BP has since admitted that its short-term hire of the “ad-hoc” vessel fell during a period of peak demand, and that in hindsight there was more it “could have done”. It has since introduced a new screening process in order to “identify and manage human rights risks”.

Yet changes to one multinational’s subcontracting processes will not arrest an industry-wide scandal. It is commonplace for the North Sea’s biggest players to charter foreign vessels through UK-based shipbrokers. In the months leading up the Malaviya Seven’s initial detention, the vessel was chartered by Aberdeen-based Dana Petroleum. According to the RMT union, other major players, including the Wood Group and Premier Oil, also chartered it around the same time.

The offshore sector may argue that such arrangements are born out of necessity, given the number of British seafarers has plummeted from 33,670 in 1977 to just 23,060 four decades on, but the practice allows it to turn a blind eye to the desultory conditions foisted upon those who have taken their place.

These foreign crews spent significant periods of their working life in the UK Continental Shelf, yet because UK law does not apply to those recruited overseas, they toil away, often in dangerous conditions, without any kind of minimum wage guarantee.

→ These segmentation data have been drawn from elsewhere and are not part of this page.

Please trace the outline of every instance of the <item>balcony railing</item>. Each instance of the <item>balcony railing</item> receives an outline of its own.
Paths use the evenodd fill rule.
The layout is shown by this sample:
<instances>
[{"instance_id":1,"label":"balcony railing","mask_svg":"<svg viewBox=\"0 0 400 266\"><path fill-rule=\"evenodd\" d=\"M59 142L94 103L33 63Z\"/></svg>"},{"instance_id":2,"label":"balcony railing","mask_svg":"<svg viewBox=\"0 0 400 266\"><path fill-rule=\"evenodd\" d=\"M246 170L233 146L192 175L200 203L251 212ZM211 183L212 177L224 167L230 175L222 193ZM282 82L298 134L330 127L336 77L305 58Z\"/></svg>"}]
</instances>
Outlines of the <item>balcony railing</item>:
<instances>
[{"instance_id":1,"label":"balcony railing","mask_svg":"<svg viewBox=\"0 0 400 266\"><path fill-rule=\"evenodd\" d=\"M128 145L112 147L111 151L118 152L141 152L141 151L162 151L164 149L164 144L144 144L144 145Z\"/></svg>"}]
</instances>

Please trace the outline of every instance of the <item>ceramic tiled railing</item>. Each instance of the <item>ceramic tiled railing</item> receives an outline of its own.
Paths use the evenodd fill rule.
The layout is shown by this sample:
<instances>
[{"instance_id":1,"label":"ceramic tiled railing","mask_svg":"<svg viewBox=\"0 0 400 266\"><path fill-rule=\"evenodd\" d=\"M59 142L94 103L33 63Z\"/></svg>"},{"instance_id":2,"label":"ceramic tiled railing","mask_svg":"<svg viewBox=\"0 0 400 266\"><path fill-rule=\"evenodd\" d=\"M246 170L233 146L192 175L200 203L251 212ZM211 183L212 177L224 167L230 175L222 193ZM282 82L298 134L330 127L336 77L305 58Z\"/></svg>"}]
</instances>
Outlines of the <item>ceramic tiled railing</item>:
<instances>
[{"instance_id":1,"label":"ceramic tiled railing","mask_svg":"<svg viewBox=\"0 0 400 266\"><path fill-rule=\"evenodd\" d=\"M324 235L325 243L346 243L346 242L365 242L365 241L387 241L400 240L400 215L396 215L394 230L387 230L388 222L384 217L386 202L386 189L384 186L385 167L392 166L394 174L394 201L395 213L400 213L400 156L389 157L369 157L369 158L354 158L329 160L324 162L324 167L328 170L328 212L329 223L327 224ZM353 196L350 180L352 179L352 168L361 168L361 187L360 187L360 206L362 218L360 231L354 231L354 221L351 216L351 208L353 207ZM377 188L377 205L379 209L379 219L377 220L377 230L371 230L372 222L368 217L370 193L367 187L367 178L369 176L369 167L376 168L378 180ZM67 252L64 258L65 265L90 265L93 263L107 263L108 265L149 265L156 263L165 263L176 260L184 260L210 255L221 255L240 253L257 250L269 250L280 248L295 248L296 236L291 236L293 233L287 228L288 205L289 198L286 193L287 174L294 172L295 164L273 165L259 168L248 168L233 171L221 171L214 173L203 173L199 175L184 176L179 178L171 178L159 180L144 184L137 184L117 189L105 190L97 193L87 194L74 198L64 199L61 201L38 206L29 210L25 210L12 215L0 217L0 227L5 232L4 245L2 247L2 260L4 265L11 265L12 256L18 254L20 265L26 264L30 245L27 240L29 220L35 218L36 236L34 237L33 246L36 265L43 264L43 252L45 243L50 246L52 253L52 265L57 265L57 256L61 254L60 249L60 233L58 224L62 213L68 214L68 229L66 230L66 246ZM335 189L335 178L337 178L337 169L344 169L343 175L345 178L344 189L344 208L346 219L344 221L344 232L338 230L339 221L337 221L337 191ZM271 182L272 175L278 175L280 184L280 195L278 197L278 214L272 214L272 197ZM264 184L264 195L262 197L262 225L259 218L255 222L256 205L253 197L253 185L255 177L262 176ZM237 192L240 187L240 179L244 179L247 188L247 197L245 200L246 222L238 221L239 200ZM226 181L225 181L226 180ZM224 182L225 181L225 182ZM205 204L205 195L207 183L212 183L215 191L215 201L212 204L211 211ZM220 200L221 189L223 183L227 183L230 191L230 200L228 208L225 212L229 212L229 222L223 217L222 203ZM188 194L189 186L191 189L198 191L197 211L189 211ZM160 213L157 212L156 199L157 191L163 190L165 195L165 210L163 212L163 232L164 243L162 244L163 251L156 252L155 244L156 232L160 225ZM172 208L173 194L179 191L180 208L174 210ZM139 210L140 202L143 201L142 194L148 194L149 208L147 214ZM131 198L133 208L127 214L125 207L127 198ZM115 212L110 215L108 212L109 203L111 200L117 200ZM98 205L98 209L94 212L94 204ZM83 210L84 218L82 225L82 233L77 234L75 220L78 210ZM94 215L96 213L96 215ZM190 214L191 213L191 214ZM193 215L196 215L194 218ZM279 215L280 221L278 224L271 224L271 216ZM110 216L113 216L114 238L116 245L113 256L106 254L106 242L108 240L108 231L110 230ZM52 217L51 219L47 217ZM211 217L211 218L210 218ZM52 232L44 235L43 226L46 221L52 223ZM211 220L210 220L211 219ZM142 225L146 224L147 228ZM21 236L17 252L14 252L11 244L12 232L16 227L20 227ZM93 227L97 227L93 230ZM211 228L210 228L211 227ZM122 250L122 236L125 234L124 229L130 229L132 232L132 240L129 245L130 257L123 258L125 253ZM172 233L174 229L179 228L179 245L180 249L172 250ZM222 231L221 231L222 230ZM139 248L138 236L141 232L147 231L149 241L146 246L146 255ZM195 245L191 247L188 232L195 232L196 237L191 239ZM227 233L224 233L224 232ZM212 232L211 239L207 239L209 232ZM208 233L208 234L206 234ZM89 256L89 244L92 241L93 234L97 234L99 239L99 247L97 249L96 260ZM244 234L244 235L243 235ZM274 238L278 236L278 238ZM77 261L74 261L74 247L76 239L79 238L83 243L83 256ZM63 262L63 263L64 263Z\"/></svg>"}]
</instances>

Some are paid as little as £2 an hour, and they are the lucky ones; the International Transport Workers’ Federation inspected 17 non-UK vessels in the North Sea last year, and found that crews on a third of them – mainly from India, the Philippines, and Indonesia – were not being paid at all. Foreign labour does not get any cheaper.

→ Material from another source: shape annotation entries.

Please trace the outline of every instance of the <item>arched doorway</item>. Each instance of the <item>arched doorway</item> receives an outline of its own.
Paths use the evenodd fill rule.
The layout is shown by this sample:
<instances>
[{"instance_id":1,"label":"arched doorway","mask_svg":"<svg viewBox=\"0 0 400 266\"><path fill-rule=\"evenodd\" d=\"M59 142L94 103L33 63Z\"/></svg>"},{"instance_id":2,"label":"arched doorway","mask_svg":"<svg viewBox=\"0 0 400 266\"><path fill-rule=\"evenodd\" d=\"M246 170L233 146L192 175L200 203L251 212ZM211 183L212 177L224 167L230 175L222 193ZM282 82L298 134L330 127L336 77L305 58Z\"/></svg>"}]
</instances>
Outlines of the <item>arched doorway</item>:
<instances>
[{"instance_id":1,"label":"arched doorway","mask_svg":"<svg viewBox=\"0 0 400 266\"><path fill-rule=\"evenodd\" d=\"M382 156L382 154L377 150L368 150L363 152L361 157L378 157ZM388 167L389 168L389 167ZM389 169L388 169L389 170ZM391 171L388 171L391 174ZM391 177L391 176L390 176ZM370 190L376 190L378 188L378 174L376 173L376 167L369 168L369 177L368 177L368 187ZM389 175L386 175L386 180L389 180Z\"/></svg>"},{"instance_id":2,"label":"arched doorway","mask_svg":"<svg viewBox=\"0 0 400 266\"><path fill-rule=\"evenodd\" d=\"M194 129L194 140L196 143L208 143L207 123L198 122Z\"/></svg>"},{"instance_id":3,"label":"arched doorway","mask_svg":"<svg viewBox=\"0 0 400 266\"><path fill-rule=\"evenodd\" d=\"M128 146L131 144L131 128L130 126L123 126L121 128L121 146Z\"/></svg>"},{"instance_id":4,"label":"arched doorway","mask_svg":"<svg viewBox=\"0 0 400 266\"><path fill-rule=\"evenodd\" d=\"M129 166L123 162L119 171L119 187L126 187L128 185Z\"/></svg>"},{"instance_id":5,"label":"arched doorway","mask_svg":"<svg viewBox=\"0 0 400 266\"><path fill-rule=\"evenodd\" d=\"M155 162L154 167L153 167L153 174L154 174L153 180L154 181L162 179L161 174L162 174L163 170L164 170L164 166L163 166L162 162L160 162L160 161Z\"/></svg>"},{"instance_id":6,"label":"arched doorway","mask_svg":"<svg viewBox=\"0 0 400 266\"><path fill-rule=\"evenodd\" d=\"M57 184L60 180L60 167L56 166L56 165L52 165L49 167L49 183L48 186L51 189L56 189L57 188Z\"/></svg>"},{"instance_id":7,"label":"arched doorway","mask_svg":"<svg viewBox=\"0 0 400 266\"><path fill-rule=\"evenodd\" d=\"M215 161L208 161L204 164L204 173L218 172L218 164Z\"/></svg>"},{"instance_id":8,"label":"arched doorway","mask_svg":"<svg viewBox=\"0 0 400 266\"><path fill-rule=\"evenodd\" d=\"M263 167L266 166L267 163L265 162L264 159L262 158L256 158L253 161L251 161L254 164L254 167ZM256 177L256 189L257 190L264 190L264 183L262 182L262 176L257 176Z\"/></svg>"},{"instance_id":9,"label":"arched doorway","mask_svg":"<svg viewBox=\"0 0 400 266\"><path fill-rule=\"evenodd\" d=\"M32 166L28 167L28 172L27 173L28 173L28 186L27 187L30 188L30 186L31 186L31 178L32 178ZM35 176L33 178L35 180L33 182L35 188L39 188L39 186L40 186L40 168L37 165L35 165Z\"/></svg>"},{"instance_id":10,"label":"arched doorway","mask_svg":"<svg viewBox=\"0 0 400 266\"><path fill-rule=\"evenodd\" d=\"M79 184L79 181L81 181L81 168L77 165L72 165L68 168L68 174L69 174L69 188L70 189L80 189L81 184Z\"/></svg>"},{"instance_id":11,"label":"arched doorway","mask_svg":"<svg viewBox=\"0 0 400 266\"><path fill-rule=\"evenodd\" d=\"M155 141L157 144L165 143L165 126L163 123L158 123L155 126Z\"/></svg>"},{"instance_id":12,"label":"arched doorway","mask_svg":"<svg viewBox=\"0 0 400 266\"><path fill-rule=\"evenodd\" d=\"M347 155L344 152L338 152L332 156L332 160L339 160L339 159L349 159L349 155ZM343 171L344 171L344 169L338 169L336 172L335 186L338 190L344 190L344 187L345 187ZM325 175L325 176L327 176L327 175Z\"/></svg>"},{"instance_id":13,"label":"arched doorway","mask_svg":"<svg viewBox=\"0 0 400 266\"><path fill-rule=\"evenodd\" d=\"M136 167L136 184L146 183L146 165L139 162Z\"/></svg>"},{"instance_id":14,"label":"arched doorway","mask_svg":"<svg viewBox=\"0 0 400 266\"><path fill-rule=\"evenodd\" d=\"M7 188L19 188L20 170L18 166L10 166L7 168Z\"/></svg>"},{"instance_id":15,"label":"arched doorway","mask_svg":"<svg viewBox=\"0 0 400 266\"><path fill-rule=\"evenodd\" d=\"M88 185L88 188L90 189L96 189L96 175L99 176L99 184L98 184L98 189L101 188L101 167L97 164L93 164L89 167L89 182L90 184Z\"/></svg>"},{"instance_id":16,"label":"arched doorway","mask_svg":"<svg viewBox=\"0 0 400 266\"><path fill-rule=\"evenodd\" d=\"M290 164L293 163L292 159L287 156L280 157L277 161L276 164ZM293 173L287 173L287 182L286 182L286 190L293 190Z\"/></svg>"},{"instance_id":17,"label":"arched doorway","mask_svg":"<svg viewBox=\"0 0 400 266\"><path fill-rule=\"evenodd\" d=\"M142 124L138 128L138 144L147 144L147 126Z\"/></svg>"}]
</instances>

For the men of the Malaviya Seven, there is a glimmer of hope. At a hearing at Aberdeen Sheriff Court last week, the crew won the right to sell the 23-year-old vessel in order to recoup their wages, and a broker has been tasked with preparing a report before a sale can be granted.

For their peers, however, the epilogue promises to be bleak. Brexit will further lighten the regulatory burden on the offshore sector, and the race to the bottom will intensify unless those who make their fortunes from oil suddenly find their conscience. Do not hold your breath. The sea is cruel, but it is even crueller for some.